( b. Sep 18, 1929 Syracuse, New York, USA - d. Oct 19, 2006 Woodland Hills, California, USA ) Female
Of Danish descent, she was born Phyllis Kirkegaard in 1929 in Syracuse, New York. After working as a waitress, shop assistant and model, she moved to Elizabeth, New Jersey, in her late teens to be able to study acting in New York City with the famed coach Sanford Meisner.
She made her Broadway début, having shortened her last name to Kirk, in 1949 in the French comedy, My Name is Aquilon. Although the play was a flop, Kirk's performance was noticed by a talent scout for Sam Goldwyn, who brought her to Hollywood.
Her film credits include the Goldwyn drama “Our Very Own” (1950), the MGM musical “Two Weeks With Love”, Warner Brothers’ “About Face”, “The Iron Mistress”, “Stop, You're Killing Me”, “House of Wax”, “Thunder Over the Plains” (1953), “Crime Wave”, “River Beat” (1954), “Johnny Concho” with Frank Sinatra (1956) and “The Sad Sack” with Jerry Lewis (1957).
Television credits include “Studio One”, “Schlitz Playhouse of the Stars”, “The Ford Television Theatre”, “The Great Gatsby” for “Robert Montgomery Presents” with Montgomery as Gatsby and Kirk as Daisy, and, most notably, the role of Nora Charles in “The Thin Man” (1957-59).
As a child, Kirk had battled with polio, and in the early seventies, after a fall damaged her hip, she had trouble walking.

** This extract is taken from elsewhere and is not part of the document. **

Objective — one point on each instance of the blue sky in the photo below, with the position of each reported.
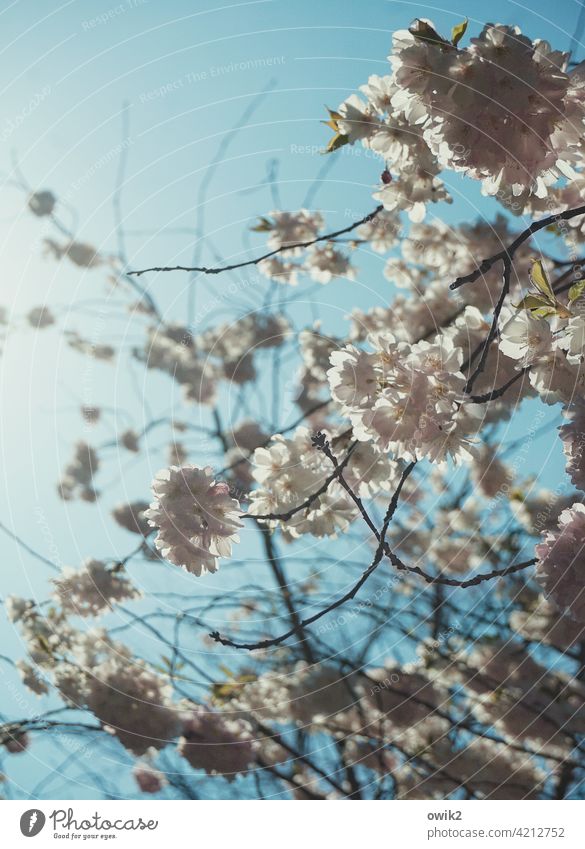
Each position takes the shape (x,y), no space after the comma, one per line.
(187,72)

During her film career, she had contributed articles to the newspaper of the American Civil Liberties Union, and as her acting career slowed, she devoted more time to political and social causes, gaining particular notoriety when she joined other celebrities, including Ray Bradbury and Norman Mailer, in campaigning against the death sentence of the convicted murderer Caryl Chessman.
Before her retirement in 1992, Kirk also worked in public relations and as a publicist for CBS News.